Die Klägerin geht also mit ihrem Einwand in dem Schriftsatz ihres Prozessbevollmächtigten vom 02.01.2015, dass ein Hinweis auf eine Kündigungsmöglichkeit, da ein gebundener Soll-zinssatz vorliege, gemäß § 489 Abs. 2 BGB entbehrlich sei, fehl.

Die Anwendung der oben stehenden, die Kündigung begründenden, Vorschriften sind nicht gemäß § 503 Abs. 1 BGB ausgeschlossen.

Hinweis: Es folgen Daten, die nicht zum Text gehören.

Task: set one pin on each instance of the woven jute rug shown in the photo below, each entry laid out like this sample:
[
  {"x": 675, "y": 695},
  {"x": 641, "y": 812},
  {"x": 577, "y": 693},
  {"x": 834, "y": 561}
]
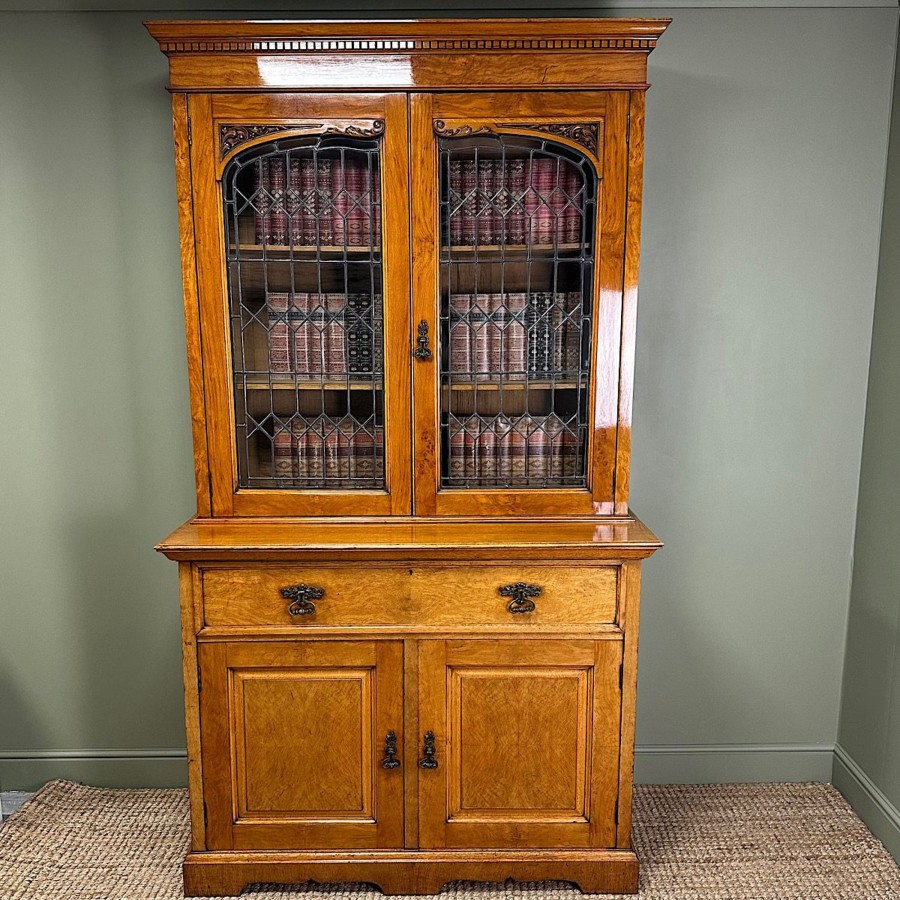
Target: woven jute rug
[{"x": 706, "y": 842}]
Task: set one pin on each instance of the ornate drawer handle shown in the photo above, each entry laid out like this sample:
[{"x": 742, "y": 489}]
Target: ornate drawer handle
[
  {"x": 301, "y": 597},
  {"x": 390, "y": 751},
  {"x": 428, "y": 761},
  {"x": 521, "y": 594},
  {"x": 423, "y": 351}
]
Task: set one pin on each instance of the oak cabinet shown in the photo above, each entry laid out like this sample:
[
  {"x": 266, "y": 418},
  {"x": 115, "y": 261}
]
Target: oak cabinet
[{"x": 410, "y": 593}]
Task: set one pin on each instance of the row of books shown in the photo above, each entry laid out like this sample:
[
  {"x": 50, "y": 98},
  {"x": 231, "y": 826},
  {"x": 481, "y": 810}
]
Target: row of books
[
  {"x": 317, "y": 202},
  {"x": 516, "y": 449},
  {"x": 313, "y": 335},
  {"x": 514, "y": 201},
  {"x": 520, "y": 335},
  {"x": 328, "y": 452}
]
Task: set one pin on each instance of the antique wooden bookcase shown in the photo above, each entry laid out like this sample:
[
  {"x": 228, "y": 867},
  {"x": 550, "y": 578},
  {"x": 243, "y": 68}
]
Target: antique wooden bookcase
[{"x": 410, "y": 593}]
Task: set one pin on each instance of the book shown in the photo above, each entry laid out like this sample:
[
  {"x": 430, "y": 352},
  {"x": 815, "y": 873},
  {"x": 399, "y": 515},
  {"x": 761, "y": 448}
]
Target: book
[
  {"x": 278, "y": 215},
  {"x": 515, "y": 344},
  {"x": 517, "y": 218},
  {"x": 484, "y": 222},
  {"x": 262, "y": 200},
  {"x": 461, "y": 344},
  {"x": 277, "y": 308},
  {"x": 284, "y": 455},
  {"x": 359, "y": 197},
  {"x": 572, "y": 216},
  {"x": 454, "y": 202},
  {"x": 481, "y": 325},
  {"x": 335, "y": 350},
  {"x": 469, "y": 201}
]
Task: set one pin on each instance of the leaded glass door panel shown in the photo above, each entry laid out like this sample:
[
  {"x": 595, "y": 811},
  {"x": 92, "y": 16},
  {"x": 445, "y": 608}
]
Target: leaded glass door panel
[
  {"x": 519, "y": 236},
  {"x": 312, "y": 229}
]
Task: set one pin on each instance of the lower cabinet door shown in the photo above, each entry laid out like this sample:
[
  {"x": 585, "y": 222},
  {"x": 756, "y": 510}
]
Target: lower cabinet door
[
  {"x": 296, "y": 753},
  {"x": 525, "y": 749}
]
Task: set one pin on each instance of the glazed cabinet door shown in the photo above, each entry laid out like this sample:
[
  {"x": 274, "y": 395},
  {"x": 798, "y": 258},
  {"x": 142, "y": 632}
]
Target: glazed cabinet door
[
  {"x": 300, "y": 225},
  {"x": 520, "y": 743},
  {"x": 518, "y": 235},
  {"x": 300, "y": 744}
]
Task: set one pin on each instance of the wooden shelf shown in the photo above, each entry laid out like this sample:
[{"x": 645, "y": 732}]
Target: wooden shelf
[
  {"x": 261, "y": 383},
  {"x": 303, "y": 249},
  {"x": 508, "y": 248},
  {"x": 512, "y": 385}
]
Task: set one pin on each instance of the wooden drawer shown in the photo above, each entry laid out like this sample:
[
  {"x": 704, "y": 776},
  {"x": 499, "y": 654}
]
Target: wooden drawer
[{"x": 411, "y": 596}]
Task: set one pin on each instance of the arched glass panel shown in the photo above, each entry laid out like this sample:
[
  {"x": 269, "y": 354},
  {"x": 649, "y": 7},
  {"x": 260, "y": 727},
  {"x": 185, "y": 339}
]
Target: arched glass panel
[
  {"x": 303, "y": 244},
  {"x": 517, "y": 282}
]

Aufgrund der wirksam erklärten Kündigung kann der Klägerin auch keine Nichtabnahmeent-schädigung zustehen. Die Fallkonstellation ist derjenigen, bei der das Darlehen aufgrund desselben Formmangels nach Auszahlung gekündigt wird – hier fällt keine Vorfälligkeitsent-schädigung an, § 502 Abs. 2 Nr. 2 BGB – gleichzustellen.

Auf die insoweit auch bestrittene Berechnung der Klägerin diesbezüglich kommt es somit nicht an.

Es kommt auch nicht mehr darauf an, ob der Schriftsatz der Beklagtenseite durch ihre Pro-zessbevollmächtigte vom 21.01.2015 als verspätet zurückzuweisen ist und verneinendenfalls, ob der Vortrag erheblich wäre.

Nach alledem war der Klage der Erfolg zu versagen.